Shares (NASDAQ:CPRX) closed Wednesday at $1.16, down 69 cents.


RTFs can refer to anything from an administrative or formatting problem in the application to missing information to a request for additional data, so trying to gauge what sort of delay Catalyst faces is tricky.

Some firms have managed to turn around resubmissions quickly. Gilead Sciences Inc., for instance, which received an RTF for its application for HIV combo drug Complera (emtricitabine/rilpivirine/tenofovir disoproxil fumarate) in January 2011, managed to refile a month later and gain approval in August of that year. And Acorda Pharmaceuticals Inc. won approval for multiple sclerosis drug Ampyra (dalfampridine) within about 10 months of receiving an RTF. (See BioWorld Today, April 1, 2009, Jan. 25, 2010, Jan. 26, 2011, and Aug. 12, 2011.)

Sanofi SA unit Genzyme earned an RTF in 2012 for Lemtrada (alemtuzumab), a drug it had previously sold as Campath for cancer but developed with new dosing for multiple sclerosis. While the letter did not ask for additional data or further studies, the resubmission for Lemtrada failed to sway the agency, which rejected the drug on first review in 2013 but finally granted approval in November 2014, more than two years after the RTF. (See BioWorld Today, Aug. 28, 2012, and Nov. 18, 2014.)

It was two and a half years from RTF to approval for partners Roche AG and Immunogen Inc., which received a surprising RTF in 2010 for breast cancer drug Kadcyla (trastuzumab emtansine), with the agency suddenly arguing the drug did not meet the standard for accelerated approval. Roche was forced to complete the phase III program before refiling. (See BioWorld Today, Aug. 30, 2010, and Feb. 25, 2013.)

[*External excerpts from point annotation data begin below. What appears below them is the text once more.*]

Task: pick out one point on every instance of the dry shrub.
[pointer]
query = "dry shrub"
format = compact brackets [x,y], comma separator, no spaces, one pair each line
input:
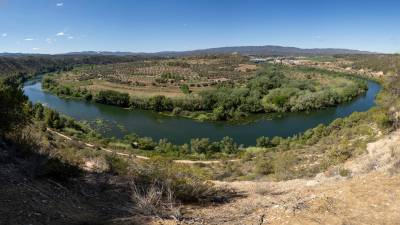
[155,200]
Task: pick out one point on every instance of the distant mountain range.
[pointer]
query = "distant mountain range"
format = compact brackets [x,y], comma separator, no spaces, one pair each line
[267,50]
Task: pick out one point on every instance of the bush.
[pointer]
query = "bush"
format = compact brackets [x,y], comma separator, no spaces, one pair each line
[112,98]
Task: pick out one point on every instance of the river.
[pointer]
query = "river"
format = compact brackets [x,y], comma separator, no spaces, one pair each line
[116,121]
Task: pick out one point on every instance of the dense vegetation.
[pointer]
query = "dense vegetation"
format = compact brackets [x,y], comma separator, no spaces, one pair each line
[23,67]
[275,89]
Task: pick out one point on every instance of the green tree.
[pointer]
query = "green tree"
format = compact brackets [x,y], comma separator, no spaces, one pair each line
[185,89]
[14,110]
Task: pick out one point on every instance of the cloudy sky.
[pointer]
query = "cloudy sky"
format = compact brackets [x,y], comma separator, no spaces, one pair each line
[50,26]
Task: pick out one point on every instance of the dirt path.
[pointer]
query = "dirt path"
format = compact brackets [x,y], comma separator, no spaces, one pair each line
[370,195]
[138,156]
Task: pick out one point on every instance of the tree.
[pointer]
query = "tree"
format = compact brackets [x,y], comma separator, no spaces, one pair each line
[185,89]
[14,110]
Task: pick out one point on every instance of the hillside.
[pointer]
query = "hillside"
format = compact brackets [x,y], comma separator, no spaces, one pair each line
[266,50]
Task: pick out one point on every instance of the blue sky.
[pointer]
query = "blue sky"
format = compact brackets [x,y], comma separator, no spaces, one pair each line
[57,26]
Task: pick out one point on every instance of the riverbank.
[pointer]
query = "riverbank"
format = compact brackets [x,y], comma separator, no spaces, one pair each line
[181,130]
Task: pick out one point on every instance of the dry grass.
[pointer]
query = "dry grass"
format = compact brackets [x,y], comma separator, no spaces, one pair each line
[156,200]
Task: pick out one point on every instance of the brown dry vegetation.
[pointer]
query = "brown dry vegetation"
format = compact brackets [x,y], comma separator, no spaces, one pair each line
[161,76]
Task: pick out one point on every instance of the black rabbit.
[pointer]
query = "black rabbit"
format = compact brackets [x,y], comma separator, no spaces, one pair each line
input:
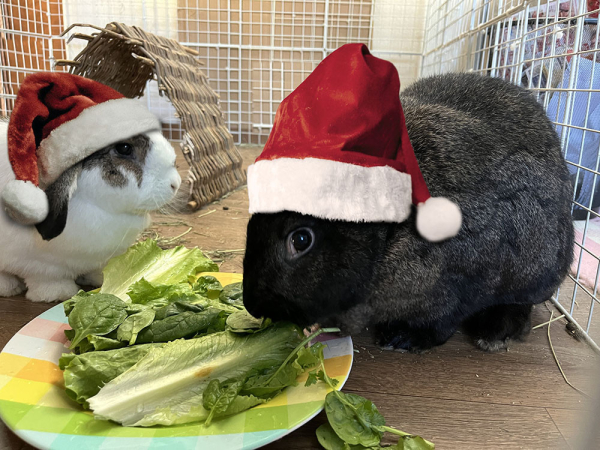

And a few drugs never managed to make it over the regulatory hurdle. Pharmacyclics Inc. pushed for approval of cancer drug Xcytrin (motexafin gadolinium), despite the fact that it had failed two phase III trials. After an RTF, Pharmacyclics resubmitted its application by filing over the agency's protest, after which the FDA predictably delivered a not approvable letter on the drug. Xcytrin was later deprioritized in favor of other programs, namely BTK inhibitor Imbruvica (ibrutinib), which drew a $21 billion buyout bid from Abbvie Inc. last year. (See BioWorld Today, Feb. 22, 2007, and March 3, 2008.)

Gene therapy candidate Advexin also failed to progress. Developer Introgen Therapeutics Inc. never revealed the reasons for the 2008 RTF, and the firm filed for bankruptcy before it was able to address or appeal the FDA's decision. (See BioWorld Today, Sept. 3, 2008.)

Though it is approved in Europe, leukemia drug Ceplene (histamine dihydrochloride) has failed to win over U.S. regulators, with a 2010 RTF. That letter was unusual in that it actually required developer Epicept Corp. to conduct an additional pivotal study. Ceplene, however, might not be dead in the U.S. yet. Epicept later merged with Immune Pharmaceuticals Inc., which earlier this month filed a patent application for using drug in combination with immune checkpoint inhibitors to treat acute myeloid leukemia. (See BioWorld Today, Aug. 24, 2010.)